Martin ran a hand over his face, exhaling loudly, becoming irritated with the tears. “I should have been able to do more to help them.” “But from the sound of it, you did more than anyone had the right to expect.” “I could’ve found the money to buy her a goddamn dishwasher.” Dr. Hayes tilted her head slightly. “Beg pardon?”
“Mom. I could have . . . look, this isn’t getting us anywhere. I could sit here and come up with shoulda-woulda-coulda’s until we’re both old enough to retire.”
“Since I’ve got all the letters after my name and several degrees hanging in expensive frames on my office walls, could you let me be the judge of that?” “Do you talk to all of your patients this way?” “Only those I watch vomit and buy café mochas for.” “You’re quick.” “And you’re good at evasion.” “It’s a gift.”
“So is compassion, so is intelligence, and so is the desire and ability to create. Let me ask you something, Martin: why is it that someone of your intelligence—and I had a friend check into your records at OSU, I saw your grades, saw that you’d won three separate scholarships, one of them for creative writing, so I know you’re smart, and I know you’re talented—why is it that you never went back to school? Why is it you chose to stay in a profession that—while a good and honorable job—doesn’t challenge you or require any use of your talents?”
He stared at her for a few moments, sat back, and rubbed his eyes. “Because I’m scared.”
“Of what? About what?”
“Of being rejected—and I’m not talking about just the writing, okay? I’m scared of being be rejected by people, possible friends, lovers, all of it.”
“Why?”
“How the fuck should I know? Sorry, sorry . . . I didn’t mean to raise my voice.”
“That’s all right.”
“It all sounds so . . . so whiny when I say it out loud.”
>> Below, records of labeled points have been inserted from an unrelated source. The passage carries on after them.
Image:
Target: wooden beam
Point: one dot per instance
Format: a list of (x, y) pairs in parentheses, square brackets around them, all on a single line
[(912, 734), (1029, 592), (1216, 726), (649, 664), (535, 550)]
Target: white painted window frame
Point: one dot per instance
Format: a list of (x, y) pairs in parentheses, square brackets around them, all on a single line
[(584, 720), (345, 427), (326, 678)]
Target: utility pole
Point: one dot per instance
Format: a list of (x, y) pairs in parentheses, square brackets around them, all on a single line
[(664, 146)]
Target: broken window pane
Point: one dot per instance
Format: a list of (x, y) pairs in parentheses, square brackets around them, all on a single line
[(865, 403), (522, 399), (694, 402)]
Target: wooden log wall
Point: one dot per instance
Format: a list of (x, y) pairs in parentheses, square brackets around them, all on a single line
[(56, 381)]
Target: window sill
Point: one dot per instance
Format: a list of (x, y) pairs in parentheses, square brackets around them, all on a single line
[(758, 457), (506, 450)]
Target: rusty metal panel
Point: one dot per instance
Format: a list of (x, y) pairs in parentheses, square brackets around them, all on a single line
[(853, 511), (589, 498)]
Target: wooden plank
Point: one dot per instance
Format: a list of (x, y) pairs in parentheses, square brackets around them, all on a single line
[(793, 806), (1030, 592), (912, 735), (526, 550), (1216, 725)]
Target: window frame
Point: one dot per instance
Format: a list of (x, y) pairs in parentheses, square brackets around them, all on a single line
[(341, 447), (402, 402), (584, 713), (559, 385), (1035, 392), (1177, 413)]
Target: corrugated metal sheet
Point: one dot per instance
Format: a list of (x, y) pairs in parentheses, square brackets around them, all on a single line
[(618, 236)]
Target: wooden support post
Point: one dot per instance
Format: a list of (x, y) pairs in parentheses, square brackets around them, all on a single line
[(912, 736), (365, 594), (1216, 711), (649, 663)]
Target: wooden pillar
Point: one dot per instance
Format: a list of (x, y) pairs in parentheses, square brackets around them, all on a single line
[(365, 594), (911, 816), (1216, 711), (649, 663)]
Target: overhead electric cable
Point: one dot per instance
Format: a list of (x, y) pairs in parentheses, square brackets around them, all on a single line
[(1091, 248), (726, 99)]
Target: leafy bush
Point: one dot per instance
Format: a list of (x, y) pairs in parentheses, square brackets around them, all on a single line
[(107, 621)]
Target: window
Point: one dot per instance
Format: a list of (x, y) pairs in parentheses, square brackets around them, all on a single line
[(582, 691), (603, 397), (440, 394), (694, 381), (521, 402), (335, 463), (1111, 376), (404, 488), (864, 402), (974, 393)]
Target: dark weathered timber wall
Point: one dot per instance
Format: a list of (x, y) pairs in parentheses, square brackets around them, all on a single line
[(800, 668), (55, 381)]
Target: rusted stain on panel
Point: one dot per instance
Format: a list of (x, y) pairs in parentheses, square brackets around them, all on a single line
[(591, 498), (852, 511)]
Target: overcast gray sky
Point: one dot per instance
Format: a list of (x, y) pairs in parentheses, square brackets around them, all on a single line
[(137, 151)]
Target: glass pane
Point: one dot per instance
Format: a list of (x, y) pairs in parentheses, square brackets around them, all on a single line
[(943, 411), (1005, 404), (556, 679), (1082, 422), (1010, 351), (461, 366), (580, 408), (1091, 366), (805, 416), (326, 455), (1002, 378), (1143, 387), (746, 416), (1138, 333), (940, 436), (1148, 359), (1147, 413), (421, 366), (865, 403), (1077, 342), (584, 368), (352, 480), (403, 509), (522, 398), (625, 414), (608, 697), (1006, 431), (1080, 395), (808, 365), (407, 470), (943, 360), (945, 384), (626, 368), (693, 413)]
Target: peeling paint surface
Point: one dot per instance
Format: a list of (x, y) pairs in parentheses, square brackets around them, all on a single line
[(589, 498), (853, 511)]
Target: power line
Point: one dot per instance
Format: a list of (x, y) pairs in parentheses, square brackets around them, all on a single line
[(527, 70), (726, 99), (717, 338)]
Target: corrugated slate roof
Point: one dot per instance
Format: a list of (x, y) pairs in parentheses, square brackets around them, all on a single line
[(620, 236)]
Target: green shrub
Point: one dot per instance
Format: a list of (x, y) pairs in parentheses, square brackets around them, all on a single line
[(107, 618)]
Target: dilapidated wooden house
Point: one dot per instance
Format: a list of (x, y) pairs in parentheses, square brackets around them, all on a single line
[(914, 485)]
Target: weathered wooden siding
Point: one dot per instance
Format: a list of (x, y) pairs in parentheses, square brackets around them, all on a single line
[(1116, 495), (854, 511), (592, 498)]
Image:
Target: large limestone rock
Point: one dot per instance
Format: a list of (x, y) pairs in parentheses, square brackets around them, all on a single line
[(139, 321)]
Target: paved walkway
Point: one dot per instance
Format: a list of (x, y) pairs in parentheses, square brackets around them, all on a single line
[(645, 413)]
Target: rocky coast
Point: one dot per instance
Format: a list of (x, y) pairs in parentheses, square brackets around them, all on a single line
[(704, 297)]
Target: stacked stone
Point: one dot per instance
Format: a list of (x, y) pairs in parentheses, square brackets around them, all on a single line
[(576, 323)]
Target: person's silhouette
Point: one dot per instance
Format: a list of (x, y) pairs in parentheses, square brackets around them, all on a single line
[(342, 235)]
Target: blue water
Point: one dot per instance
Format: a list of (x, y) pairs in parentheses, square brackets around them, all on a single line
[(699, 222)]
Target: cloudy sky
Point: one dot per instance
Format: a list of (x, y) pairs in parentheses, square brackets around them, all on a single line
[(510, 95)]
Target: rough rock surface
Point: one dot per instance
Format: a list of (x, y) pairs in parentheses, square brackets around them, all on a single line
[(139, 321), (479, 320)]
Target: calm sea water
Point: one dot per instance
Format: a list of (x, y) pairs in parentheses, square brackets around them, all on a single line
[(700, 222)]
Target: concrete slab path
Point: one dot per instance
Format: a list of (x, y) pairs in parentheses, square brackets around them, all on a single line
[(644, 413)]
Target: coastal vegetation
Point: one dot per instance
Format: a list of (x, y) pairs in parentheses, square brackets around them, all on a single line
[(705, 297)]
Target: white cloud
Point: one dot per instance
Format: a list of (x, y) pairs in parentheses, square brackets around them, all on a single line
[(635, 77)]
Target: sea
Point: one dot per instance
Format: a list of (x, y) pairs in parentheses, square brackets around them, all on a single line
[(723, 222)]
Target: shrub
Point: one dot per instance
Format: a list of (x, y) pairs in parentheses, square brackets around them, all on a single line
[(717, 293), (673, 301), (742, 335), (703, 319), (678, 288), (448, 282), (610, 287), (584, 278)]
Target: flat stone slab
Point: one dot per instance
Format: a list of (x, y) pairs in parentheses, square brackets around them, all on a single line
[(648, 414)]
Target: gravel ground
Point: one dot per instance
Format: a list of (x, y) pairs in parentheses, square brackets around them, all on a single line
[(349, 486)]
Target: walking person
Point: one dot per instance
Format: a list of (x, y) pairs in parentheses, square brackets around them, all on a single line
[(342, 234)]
“No one’s judging you. And, no, it doesn’t.”
“Look . . . I’ve had friends, and I’ve had girlfriends, and for a while it’s all good, but eventually they all start to drift away. I used to think it was something I did—maybe I wasn’t open enough, or honest enough, or affectionate enough—but that didn’t hold up. Maybe in individual instances it might apply, but when the pattern kept repeating over and over . . . it took me a while, but I finally figured it out: I am just not an exciting person. I’m not the life of the party—and, no, I never wanted to be the life of the party. I am not one of the happy people, okay? I realized a long time ago that whatever mechanism it is that enables people to embrace and trust happiness is just not part of my make-up. I don’t get upset about it, I don’t sit around and cry and do the ‘Poor-poor-pitiful-me’ routine, I just accept it and try to get on with things.”
“But you’re not getting on with things, Martin; otherwise, you wouldn’t have planned your suicide so thoroughly.”
“Oh, and it would’ve worked, too.”
Dr. Hayes nodded. “Yes. Based on the recipe you had written down and the dosages of the various medications and how you planned on ingesting them, there was no room for error. You’d be dead right now if you hadn’t walked through that door last night. Why does that make you smile?”
“Because it’s nice to know I got it right.”
“And you’re proud of that?”
“Not particularly. Not now, anyway.”
“Does it scare you, that you almost succeeded?”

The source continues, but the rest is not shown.